Protocol of the Session on March 12, 2008

(Beifall von der FDP – Gisela Walsken [SPD]: Weil Sie jetzt regieren!)

Wenn Sie den Liechtenstein-Fall zum Anlass nehmen: Alle Fälle liegen vor 2003. Ich könnte das alles beliebig herumdrehen und Ihnen sagen: Dann haben Sie offensichtlich – so ist es vorhin von den Grünen vorgetragen worden – die Millionäre so schlecht geprüft, dass sie alle verleitet wurden, nach Liechtenstein zu gehen. Dummer kann man eigentlich gar nicht mehr argumentieren.

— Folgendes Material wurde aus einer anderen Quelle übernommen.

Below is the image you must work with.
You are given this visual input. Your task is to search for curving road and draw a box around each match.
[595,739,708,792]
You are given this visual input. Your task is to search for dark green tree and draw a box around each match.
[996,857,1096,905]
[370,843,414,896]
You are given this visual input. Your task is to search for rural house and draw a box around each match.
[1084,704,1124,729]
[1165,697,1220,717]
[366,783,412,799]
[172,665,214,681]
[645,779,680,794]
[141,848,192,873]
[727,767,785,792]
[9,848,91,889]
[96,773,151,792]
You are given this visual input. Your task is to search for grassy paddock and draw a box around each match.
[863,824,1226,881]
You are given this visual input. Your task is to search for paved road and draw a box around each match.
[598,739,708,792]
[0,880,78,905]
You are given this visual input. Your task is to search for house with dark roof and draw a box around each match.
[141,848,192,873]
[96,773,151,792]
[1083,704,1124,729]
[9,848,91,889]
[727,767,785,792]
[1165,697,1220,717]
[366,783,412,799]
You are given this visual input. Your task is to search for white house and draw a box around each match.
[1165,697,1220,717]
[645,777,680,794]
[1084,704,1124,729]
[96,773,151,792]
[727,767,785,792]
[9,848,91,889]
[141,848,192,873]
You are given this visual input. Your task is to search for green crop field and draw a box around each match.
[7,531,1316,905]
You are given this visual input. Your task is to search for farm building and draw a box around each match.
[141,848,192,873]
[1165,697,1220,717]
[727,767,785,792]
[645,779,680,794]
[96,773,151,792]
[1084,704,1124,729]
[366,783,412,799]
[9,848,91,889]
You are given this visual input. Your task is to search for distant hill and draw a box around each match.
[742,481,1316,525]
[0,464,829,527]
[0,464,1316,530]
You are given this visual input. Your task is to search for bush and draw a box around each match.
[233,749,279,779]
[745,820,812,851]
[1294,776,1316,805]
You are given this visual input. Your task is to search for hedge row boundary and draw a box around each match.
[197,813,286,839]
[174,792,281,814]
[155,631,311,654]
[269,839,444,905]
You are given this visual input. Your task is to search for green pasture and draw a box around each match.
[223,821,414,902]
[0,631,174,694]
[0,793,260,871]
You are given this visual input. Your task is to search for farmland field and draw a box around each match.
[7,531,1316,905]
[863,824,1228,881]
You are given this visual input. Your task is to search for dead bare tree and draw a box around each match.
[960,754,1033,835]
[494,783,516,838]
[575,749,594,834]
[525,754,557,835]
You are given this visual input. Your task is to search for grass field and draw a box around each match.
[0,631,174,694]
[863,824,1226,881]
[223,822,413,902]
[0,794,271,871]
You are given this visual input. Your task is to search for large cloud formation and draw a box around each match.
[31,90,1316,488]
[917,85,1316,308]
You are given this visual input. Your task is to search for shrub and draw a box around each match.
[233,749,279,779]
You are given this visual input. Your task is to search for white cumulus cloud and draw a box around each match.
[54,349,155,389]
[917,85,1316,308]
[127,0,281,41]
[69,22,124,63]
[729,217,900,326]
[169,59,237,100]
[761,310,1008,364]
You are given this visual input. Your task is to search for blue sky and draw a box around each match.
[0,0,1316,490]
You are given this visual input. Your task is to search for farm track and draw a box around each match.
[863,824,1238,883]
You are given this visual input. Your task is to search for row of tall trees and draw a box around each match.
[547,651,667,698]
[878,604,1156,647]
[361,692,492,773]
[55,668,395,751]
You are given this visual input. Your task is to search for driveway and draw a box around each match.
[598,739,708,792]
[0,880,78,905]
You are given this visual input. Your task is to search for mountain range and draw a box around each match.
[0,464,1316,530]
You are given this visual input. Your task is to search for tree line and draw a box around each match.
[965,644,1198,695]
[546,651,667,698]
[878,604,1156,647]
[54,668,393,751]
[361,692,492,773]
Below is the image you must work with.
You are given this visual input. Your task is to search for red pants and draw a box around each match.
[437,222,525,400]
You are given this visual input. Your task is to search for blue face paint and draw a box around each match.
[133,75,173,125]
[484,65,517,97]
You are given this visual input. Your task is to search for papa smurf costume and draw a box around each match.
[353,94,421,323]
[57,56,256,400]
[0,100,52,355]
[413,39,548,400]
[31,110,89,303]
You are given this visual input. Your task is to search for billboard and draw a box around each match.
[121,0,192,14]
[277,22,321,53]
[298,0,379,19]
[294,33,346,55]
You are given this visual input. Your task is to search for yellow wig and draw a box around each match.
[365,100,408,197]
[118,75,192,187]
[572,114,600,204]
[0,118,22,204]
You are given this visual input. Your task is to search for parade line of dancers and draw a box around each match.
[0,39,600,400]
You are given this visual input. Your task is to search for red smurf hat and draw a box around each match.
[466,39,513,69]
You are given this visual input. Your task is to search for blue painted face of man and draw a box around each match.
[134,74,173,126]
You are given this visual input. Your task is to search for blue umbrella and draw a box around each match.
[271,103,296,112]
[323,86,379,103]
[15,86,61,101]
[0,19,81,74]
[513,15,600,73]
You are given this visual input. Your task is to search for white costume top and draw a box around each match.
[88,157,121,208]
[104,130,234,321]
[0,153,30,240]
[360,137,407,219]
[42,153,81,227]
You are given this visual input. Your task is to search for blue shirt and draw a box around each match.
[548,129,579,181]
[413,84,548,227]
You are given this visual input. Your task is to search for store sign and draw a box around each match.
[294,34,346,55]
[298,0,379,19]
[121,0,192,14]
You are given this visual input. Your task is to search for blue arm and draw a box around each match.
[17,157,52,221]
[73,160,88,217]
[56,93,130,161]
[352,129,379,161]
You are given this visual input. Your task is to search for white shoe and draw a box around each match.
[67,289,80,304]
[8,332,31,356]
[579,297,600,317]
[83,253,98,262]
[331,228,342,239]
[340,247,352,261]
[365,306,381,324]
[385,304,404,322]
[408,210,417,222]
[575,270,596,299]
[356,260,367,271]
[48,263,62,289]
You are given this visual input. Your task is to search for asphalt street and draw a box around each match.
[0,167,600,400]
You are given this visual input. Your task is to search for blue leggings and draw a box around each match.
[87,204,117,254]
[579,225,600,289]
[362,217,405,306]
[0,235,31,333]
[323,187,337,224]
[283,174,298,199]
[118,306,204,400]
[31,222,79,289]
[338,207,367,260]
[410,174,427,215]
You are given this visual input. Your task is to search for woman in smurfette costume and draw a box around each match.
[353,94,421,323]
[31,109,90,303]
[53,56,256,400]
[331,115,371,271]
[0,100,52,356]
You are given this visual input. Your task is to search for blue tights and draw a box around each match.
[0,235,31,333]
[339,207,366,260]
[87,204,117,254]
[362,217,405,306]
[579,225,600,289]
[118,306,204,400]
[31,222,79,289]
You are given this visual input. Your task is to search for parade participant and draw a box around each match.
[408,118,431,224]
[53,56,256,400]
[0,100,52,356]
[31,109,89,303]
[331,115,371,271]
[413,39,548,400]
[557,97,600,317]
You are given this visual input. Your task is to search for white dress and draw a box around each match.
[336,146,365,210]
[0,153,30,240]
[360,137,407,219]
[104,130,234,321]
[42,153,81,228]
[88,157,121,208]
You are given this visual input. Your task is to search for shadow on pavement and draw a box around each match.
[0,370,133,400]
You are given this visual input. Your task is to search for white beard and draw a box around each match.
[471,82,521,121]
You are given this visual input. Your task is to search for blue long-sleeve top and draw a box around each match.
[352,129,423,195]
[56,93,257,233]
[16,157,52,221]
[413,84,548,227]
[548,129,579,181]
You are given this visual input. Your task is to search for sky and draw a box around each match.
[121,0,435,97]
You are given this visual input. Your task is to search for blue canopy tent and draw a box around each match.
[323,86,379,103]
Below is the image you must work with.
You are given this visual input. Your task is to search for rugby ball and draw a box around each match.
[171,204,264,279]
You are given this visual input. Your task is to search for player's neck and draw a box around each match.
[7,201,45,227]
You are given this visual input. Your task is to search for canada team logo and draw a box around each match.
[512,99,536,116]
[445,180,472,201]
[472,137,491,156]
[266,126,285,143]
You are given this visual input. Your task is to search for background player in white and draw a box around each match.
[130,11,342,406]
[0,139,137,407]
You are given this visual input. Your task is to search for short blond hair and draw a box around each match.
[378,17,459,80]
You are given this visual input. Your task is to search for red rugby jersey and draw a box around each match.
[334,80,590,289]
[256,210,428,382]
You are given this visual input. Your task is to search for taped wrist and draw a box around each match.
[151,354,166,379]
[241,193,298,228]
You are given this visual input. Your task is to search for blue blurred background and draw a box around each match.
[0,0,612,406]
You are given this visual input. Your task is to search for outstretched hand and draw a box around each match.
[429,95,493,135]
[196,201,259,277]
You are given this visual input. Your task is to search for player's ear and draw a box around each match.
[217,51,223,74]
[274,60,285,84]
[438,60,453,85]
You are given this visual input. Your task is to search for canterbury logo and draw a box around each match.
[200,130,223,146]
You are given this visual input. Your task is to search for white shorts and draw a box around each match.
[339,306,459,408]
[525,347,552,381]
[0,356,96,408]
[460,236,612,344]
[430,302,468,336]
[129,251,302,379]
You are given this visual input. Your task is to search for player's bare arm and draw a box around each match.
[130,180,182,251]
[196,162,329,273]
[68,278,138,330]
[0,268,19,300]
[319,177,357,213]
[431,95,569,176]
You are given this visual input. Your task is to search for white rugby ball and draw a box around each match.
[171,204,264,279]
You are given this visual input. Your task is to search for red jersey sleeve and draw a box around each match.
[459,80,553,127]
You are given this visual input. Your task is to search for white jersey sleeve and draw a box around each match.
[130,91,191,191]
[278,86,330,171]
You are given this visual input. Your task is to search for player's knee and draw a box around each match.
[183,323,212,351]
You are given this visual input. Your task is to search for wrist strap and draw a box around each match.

(Beifall von CDU und FDP – Zurufe von SPD und GRÜNEN)

Meine Damen und Herren, ich freue mich immer, wenn die Opposition versucht, die Landesregierung mit konstruktiven Vorschlägen zu unterstützen.

(Gisela Walsken [SPD]: Wir übernehmen gern die Regierung!)

Ihres Antrags bedarf es jedoch nicht, da Haushaltswahrheit und Haushaltsklarheit im Gegensatz zur rot-grünen Vorgängerregierung von der neuen Landesregierung stets eingehalten werden.

(Lautes Lachen von der SPD)

Ich möchte Ihnen dies gern anhand der von Ihnen in Ihrem Antrag genannten Themen erläutern.

Zunächst zur Beteiligung der Kommunen an den Einheitslasten des Landes: Dieses Thema werden wir stringent und konsequent abarbeiten. Wir werden das schrittweise tun: schnelle, zielgerichtete und unbürokratische Hilfe für die Kommunen in einem ersten Schritt und die abschließende Abrechnung der Einheitslasten in einem zweiten Schritt. Aus diesem Grund hat die Landesregierung unmittelbar nach dem Urteil des Verfas

sungsgerichtshofs Münster bereits am 18. Dezember 2007 ein Abschlagsgesetz des Innenministers und einen zweiten Nachtrag des Finanzministers in das Parlament eingebracht.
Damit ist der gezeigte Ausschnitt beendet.